A spectroscopic study of the fluorination and defluorination reactions on single-walled carbon nanotubes

Abstract

The manipulation of isolated single-wall carbon nanotubes (SWNTs), rather than bundles, has led to active research in the field of the functionalisation of such carbon compounds. Different ways exist today to obtain some new soluble macromolecules from SWNTs. Here we focus on the fluorination functionalisation. As the solubility properties depend essentially on the degree of functionalisation, it is important to develop reliable and simple methods to quantify this. The CnF stoichiometry of three different fluorinated SWNTs samples are determined with X-ray photoelectron spectroscopy (XPS). Then the evolution of the Raman spectra with the degree of fluorination of these samples is discussed. An atomic force microscopy (AFM) study highlights the good solvation properties of the most fluorinated sample with a majority of isolated nanotubes being observed.

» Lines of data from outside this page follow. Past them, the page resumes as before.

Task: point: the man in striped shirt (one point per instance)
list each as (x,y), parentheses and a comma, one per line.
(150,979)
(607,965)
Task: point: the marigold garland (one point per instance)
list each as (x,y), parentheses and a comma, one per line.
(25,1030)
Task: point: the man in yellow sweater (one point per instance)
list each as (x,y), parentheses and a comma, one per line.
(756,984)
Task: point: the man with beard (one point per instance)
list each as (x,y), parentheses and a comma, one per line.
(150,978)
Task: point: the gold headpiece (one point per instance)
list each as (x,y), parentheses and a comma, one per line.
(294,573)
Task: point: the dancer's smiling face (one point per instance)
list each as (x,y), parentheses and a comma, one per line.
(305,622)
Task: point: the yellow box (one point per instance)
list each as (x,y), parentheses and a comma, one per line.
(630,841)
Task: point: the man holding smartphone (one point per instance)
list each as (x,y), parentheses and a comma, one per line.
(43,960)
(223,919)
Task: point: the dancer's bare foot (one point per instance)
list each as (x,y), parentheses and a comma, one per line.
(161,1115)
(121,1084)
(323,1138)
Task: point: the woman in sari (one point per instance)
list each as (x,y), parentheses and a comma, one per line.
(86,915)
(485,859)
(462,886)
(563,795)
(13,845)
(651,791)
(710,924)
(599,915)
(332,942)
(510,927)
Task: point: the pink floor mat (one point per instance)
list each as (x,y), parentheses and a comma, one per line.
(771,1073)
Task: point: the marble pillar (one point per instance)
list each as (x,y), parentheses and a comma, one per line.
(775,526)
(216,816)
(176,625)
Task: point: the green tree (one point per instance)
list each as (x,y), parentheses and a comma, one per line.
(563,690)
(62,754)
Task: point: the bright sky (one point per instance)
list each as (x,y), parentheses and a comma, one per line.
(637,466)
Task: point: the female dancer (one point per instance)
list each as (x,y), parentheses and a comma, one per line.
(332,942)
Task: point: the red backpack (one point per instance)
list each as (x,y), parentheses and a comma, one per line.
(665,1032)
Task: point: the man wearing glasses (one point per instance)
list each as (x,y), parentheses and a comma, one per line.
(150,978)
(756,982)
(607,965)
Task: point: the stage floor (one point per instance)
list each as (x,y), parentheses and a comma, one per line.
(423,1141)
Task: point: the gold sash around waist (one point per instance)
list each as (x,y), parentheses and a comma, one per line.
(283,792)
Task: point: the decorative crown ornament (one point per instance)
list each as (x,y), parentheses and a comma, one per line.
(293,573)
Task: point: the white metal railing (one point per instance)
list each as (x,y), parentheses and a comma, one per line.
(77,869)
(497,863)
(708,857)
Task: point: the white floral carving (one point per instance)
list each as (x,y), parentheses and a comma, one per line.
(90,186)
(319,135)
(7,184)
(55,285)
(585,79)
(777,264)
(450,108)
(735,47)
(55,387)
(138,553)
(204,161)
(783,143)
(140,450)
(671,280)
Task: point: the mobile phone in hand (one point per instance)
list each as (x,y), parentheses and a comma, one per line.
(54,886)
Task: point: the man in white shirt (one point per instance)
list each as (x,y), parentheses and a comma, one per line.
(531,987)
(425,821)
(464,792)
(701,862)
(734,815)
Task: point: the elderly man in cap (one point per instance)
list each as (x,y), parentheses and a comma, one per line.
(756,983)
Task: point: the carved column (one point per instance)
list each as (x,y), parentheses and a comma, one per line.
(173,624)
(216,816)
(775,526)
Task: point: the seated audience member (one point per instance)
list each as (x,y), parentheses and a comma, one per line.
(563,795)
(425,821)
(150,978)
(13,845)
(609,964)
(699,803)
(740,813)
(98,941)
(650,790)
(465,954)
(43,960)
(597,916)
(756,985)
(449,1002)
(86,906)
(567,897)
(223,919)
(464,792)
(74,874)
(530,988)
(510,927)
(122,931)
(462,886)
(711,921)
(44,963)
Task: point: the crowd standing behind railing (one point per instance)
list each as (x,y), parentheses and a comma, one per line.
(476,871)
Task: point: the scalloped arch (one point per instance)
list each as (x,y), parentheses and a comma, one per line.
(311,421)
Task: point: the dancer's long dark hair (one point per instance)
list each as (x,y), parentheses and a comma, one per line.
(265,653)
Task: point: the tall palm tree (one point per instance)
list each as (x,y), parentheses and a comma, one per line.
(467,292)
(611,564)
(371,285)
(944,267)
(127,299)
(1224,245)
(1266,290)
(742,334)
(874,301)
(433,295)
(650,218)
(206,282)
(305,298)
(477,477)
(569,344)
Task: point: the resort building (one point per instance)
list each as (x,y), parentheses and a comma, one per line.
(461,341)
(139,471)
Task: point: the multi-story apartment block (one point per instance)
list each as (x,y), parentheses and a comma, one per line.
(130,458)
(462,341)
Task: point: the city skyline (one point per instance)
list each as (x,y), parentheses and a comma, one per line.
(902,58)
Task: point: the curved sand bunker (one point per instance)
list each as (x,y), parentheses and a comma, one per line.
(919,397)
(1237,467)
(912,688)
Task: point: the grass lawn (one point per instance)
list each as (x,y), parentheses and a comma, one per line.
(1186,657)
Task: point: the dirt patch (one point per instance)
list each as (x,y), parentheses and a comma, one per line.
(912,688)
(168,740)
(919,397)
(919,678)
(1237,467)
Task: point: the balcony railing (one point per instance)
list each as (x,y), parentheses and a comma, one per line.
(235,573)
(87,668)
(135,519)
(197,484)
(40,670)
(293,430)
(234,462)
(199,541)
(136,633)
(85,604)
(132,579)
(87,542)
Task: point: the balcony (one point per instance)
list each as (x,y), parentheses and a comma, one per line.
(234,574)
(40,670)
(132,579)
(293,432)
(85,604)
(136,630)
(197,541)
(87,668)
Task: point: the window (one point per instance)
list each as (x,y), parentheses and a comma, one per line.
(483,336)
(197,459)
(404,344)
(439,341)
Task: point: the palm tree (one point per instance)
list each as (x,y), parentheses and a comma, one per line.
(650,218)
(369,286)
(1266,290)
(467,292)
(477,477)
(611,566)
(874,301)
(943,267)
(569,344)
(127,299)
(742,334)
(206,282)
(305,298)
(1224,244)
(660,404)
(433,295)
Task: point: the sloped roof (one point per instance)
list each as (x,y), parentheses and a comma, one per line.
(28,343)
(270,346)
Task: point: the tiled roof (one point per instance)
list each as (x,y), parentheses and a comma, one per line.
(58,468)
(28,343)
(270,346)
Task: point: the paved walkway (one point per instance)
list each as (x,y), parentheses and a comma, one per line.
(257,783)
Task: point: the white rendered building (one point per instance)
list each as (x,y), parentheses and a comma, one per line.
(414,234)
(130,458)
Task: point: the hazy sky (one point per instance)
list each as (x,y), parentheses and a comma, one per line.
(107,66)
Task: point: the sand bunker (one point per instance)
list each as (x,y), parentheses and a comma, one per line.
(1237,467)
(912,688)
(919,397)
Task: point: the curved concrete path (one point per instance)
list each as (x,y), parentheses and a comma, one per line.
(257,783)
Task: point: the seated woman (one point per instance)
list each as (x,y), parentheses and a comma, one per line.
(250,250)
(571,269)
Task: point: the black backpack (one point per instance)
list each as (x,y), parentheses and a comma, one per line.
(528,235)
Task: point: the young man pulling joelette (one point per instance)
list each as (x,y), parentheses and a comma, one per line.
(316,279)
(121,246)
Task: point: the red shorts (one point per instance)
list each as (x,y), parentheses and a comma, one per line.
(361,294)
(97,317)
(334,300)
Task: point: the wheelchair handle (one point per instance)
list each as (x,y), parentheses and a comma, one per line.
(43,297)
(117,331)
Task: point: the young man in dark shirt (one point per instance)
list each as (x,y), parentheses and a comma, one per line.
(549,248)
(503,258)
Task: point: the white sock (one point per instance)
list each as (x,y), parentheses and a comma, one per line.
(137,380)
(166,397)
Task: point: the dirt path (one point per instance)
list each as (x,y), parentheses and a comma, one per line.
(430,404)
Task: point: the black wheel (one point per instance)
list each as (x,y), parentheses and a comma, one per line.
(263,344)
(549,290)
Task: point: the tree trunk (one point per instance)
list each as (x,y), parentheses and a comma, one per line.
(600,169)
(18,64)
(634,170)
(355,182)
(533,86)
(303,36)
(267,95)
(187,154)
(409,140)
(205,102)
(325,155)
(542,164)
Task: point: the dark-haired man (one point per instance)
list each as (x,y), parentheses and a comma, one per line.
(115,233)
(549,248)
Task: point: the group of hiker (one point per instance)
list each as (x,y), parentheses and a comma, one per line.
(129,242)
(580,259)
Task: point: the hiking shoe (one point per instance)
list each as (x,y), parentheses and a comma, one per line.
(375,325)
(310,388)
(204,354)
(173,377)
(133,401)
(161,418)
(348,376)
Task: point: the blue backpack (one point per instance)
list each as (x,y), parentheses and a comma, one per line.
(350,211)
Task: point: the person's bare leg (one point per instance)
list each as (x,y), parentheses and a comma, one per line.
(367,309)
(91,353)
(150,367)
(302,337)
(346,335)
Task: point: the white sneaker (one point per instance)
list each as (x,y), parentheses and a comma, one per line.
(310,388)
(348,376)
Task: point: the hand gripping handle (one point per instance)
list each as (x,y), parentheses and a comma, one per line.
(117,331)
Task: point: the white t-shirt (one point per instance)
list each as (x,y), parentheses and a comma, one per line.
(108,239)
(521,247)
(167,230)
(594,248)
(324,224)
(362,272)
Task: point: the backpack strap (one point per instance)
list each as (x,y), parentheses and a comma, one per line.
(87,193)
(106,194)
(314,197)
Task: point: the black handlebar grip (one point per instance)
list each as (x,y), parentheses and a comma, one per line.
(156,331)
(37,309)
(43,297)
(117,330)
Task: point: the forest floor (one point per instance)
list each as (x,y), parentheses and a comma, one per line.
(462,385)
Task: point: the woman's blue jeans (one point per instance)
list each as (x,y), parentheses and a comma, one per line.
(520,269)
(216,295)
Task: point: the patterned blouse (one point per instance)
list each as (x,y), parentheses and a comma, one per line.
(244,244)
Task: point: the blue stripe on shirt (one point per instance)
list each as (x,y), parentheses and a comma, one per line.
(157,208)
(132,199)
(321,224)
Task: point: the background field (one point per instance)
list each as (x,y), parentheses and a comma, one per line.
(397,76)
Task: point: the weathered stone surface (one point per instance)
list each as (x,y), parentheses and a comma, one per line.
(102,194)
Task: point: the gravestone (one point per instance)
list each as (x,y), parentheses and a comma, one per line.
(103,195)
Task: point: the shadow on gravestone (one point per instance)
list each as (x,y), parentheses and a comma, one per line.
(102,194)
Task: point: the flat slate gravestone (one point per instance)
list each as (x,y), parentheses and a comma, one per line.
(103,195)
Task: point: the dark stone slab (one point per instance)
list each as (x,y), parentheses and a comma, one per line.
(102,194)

Then we take advantage of these good solvation properties, combined with the possibility of recovering the pristine non-fluorinated nanotubes, to carry out surface enhanced Raman spectroscopy (SERS) studies of well-dispersed SWNTs. These studies put in evidence the bundle effect, which is due to the agglomeration of SWNTs into bundles. This effect can be readily observed by Raman spectroscopy.